For OLS,
y = Vector{Float64}(1:10)
X = Matrix{Float64}(hcat(y.^2, y.^3))
β = X \ y # Uses QR
The \
operator is the short-hand for
Q, R = qr(X)
β = inv(factorize(R)) * Q.'y
For even higher precision, you may use the singular values decomposition,
β = pinv(X) * y
or its long-form
U, S, V = svd(X)
β = V * diagm(1 ./ S) * U.' * y
Other alternatives using the LinearAlgebra stdlib include taking the inverse of the normal matrix through Cholesky
or LdLt
, Bunch-Kaufman
, etc. Less common in certain applications a few packages provide sparse iterative solvers such as LSQR and LSMR.
Just because something is not in Base, it doesn’t mean is not “blessed”. Base aims to only include the very foundation and basic building blocks (e.g., LinearAlgebra is not in Base, but a standard library). Standard libraries are the basic code that is deemed essential for the language, development or meant to be shared across the whole ecosystem (Missings.jl is probably going to be added as a standard library).

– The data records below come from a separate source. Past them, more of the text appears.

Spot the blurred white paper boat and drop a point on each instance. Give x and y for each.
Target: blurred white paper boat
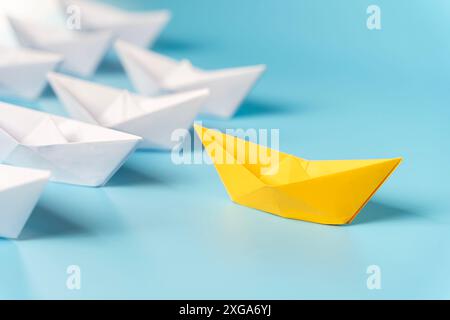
(82, 51)
(75, 152)
(141, 29)
(153, 119)
(152, 73)
(20, 190)
(23, 72)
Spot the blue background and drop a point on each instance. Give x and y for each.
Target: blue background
(336, 91)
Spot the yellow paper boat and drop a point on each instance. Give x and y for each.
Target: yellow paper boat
(327, 192)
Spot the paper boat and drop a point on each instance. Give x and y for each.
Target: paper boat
(20, 189)
(23, 72)
(152, 73)
(75, 152)
(326, 192)
(153, 119)
(141, 29)
(82, 51)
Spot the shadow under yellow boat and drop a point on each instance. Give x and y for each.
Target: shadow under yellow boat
(327, 192)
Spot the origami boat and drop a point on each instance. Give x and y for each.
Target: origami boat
(23, 72)
(82, 51)
(20, 189)
(152, 73)
(153, 119)
(75, 152)
(141, 29)
(326, 192)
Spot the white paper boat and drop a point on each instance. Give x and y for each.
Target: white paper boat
(153, 73)
(23, 72)
(141, 29)
(75, 152)
(82, 51)
(20, 190)
(153, 119)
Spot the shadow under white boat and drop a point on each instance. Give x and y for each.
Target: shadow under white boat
(20, 190)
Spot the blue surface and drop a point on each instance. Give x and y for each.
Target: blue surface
(336, 91)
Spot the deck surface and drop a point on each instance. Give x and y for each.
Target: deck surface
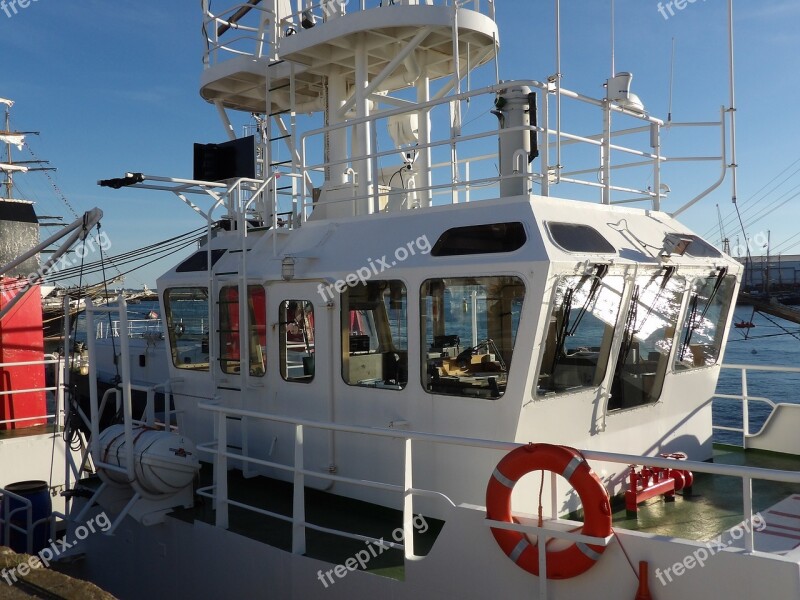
(714, 507)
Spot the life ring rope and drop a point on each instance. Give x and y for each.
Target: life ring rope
(570, 464)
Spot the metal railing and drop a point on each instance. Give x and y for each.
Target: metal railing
(137, 328)
(57, 388)
(247, 29)
(745, 397)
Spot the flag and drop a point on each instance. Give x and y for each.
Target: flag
(8, 167)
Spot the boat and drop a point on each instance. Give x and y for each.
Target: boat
(393, 369)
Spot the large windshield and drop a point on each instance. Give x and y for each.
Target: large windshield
(580, 332)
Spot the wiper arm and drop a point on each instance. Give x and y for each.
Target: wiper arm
(694, 322)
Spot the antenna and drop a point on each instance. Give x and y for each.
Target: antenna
(613, 40)
(671, 81)
(732, 109)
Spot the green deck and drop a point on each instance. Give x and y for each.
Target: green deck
(714, 506)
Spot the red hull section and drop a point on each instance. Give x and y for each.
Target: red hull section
(21, 340)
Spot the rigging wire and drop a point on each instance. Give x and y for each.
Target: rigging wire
(58, 191)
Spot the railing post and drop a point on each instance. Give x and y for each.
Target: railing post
(745, 410)
(221, 471)
(59, 383)
(408, 503)
(298, 505)
(747, 501)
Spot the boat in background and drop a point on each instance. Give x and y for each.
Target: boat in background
(362, 376)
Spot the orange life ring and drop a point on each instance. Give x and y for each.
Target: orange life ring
(568, 463)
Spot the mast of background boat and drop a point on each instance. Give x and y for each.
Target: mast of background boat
(9, 182)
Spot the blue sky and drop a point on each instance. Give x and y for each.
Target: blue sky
(113, 87)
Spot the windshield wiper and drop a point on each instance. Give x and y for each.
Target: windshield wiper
(694, 321)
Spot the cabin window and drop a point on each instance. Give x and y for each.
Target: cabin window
(648, 335)
(574, 237)
(480, 239)
(702, 332)
(375, 335)
(580, 332)
(468, 328)
(297, 340)
(187, 326)
(229, 347)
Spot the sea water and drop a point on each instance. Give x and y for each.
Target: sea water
(769, 343)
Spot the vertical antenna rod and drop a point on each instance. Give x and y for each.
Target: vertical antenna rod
(732, 108)
(613, 41)
(671, 81)
(558, 93)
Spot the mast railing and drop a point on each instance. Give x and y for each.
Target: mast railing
(250, 29)
(476, 171)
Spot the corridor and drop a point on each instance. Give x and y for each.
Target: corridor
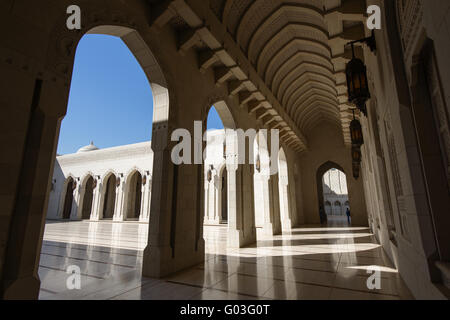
(310, 263)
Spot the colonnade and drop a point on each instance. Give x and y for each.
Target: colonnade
(129, 198)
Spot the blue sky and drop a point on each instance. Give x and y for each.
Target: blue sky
(110, 99)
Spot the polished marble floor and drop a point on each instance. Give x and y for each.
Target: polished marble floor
(309, 263)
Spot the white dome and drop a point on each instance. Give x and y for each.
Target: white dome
(88, 148)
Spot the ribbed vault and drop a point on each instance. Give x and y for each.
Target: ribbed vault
(284, 60)
(297, 48)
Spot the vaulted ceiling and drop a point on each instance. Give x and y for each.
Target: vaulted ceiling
(295, 48)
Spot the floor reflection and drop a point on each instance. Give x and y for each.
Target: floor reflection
(309, 263)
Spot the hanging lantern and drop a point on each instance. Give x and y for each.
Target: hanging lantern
(224, 149)
(209, 175)
(258, 164)
(356, 154)
(355, 170)
(356, 160)
(357, 85)
(356, 131)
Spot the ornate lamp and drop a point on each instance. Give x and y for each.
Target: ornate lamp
(209, 175)
(356, 131)
(356, 73)
(356, 160)
(355, 170)
(258, 163)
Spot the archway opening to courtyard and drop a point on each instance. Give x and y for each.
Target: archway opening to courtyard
(332, 194)
(87, 197)
(285, 192)
(224, 196)
(219, 122)
(133, 197)
(68, 198)
(117, 93)
(109, 197)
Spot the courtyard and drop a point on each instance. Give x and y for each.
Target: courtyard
(311, 262)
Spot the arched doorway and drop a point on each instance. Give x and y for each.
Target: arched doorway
(88, 198)
(219, 122)
(267, 189)
(109, 200)
(285, 204)
(68, 198)
(332, 192)
(134, 196)
(224, 196)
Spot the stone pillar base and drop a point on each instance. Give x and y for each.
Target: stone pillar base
(212, 222)
(235, 239)
(162, 263)
(266, 232)
(286, 225)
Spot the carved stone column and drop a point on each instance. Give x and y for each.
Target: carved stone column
(286, 223)
(119, 214)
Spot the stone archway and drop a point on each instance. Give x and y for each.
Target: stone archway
(109, 197)
(320, 192)
(68, 198)
(223, 176)
(284, 190)
(87, 198)
(133, 198)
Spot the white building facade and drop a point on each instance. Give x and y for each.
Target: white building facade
(113, 183)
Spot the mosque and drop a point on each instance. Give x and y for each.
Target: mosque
(371, 103)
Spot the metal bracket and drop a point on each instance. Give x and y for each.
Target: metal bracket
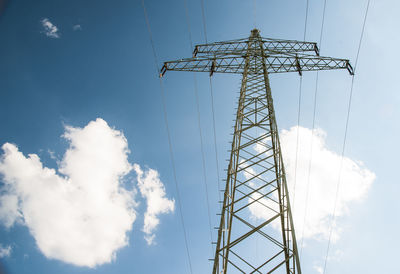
(163, 70)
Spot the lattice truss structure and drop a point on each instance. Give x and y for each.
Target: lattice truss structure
(256, 232)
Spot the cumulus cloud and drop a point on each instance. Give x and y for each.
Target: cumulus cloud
(49, 28)
(77, 27)
(355, 183)
(152, 189)
(5, 251)
(80, 214)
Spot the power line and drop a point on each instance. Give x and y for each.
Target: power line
(199, 125)
(169, 136)
(298, 112)
(212, 103)
(345, 135)
(312, 134)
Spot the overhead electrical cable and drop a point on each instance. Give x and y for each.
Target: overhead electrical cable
(169, 137)
(212, 103)
(312, 135)
(299, 111)
(345, 136)
(199, 125)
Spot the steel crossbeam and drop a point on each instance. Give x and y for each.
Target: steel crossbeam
(256, 206)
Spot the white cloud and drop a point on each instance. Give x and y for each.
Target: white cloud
(5, 251)
(80, 214)
(153, 190)
(355, 183)
(49, 28)
(77, 27)
(318, 269)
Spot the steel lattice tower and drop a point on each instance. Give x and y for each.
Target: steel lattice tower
(256, 181)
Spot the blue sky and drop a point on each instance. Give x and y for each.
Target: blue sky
(105, 69)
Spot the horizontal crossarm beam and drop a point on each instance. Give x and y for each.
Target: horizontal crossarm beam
(275, 64)
(240, 47)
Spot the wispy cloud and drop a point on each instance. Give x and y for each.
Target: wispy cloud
(321, 184)
(50, 30)
(5, 251)
(153, 190)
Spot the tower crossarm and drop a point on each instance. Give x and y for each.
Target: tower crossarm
(239, 47)
(276, 63)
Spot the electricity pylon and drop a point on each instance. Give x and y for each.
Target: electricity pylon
(256, 213)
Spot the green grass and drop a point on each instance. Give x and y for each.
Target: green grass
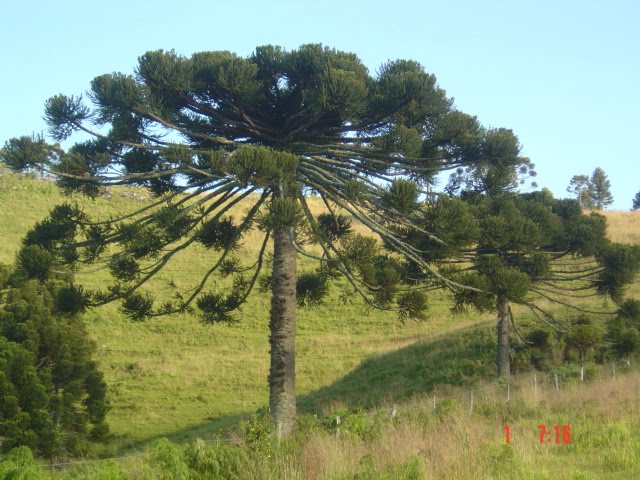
(175, 377)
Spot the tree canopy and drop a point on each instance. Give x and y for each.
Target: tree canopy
(521, 248)
(592, 192)
(52, 395)
(205, 132)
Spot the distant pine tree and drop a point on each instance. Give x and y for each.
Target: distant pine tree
(601, 186)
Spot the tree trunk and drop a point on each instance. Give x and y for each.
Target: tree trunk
(504, 351)
(282, 374)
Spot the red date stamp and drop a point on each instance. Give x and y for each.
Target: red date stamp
(560, 433)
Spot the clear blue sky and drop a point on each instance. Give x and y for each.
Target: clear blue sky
(563, 74)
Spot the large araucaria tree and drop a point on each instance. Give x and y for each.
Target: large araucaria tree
(206, 132)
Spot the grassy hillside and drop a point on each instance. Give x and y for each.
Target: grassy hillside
(175, 377)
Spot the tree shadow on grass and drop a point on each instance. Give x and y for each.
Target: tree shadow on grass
(453, 359)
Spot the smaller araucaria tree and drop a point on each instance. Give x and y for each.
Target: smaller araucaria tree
(208, 131)
(602, 196)
(52, 395)
(521, 248)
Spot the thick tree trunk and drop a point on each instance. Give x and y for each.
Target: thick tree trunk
(504, 351)
(282, 374)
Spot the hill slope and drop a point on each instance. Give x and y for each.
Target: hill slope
(175, 377)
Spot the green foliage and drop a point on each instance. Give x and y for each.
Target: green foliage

GLM doesn’t use DataFrames
per se, but uses StatsModels
meaning that if StatsModels
eventually plays well with other tabular data packages, no reason for GLM not to support them as well. Same for all other regression packages which rely on StatsModels
. The usual pipeline is StatsBase
/ StatsModels
/ some regression package (with most having a dependency on DataFrames
and Distributions
as well).
The idea of using regression packages rather than just linear algebra is that it allows for efficient and proper handling of cases. For example, contrasts (interactions), weights, linear dependent variables, different estimators (fixed effects, first-difference, between, 2SLS, random effects, regularization, generalized method of moments, etc.), displaying the variable names, computing various variance-covariance estimates, etc. Regression packages can also benefit for outsourcing calculations such as covariance matrices or sharing a nice standard API (StatsBase.RegressionModel
).
Package development in Julia aims to provide lightweight packages. Rather than having one encompass all package these are usually a compilation of smaller packages. For example, DataFrames used to have I/O, tabular data representation, missing data support, categorical variables support, and statistical model transformations. Nowadays, there are packages for each of those functionalities separately and one can choose and select which ones one needs.